Based on this study, it is anticipated that salivary testing can in the future displace other more invasive methods, such as blood tests. It is speculated that in the future, saliva collected during a dental visit can be used to help diagnose medical conditions in conjunction with your physician.

The present study was conducted by researchers from the Forsyth Institute in Cambridge, Mass. They evaluated metabolic differences in 774 11-year-old children who were underweight, of normal healthy weight, overweight or obese.

In this study four salivary biomarkers, including insulin and C-reactive protein, changed with increasing obesity. Other biomarkers can be identified in future studies that can be used to diagnose or prognosticate (predict) risk of disease, regardless of body weight.

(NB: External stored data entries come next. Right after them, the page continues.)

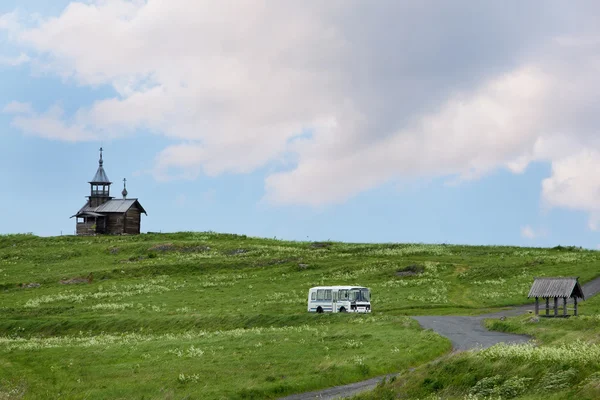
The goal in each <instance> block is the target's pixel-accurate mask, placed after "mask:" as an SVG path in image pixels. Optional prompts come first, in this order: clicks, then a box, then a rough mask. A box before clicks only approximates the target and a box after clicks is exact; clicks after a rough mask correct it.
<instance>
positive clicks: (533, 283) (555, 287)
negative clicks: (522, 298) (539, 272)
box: [527, 277, 585, 317]
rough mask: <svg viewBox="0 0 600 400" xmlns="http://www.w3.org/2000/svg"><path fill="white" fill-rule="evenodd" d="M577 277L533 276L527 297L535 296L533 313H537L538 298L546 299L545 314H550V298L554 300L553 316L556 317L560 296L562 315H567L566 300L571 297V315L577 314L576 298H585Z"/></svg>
mask: <svg viewBox="0 0 600 400" xmlns="http://www.w3.org/2000/svg"><path fill="white" fill-rule="evenodd" d="M578 279H579V277H548V278H535V279H534V281H533V285H532V286H531V289H530V290H529V295H528V296H527V297H528V298H532V297H535V315H539V311H540V302H539V301H540V298H541V299H545V300H546V316H550V299H553V301H554V314H553V317H558V299H561V298H562V303H563V304H562V309H563V316H567V300H568V299H573V315H577V299H582V300H585V297H584V295H583V289H582V287H581V285H580V284H579V280H578Z"/></svg>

The advantage of salivary testing is that it is non-invasive and can be easily used to screen large numbers of people, especially children. This sort of non-invasive testing is important in developing disease prevention programs focused on children.

Called Salivary Diagnostics, this kind of testing “could provide a more acceptable alternative, which could create a new paradigm for research in preventive health,” said Dr. Max Goodson, author and senior member of the staff at Department of Applied Oral Sciences at The Forsyth Institute.

More and more your dentist will be corroborating with your physician. Working together to bring you better dental health as well as system health. Seeing your dentist regularly has become even more important than ever.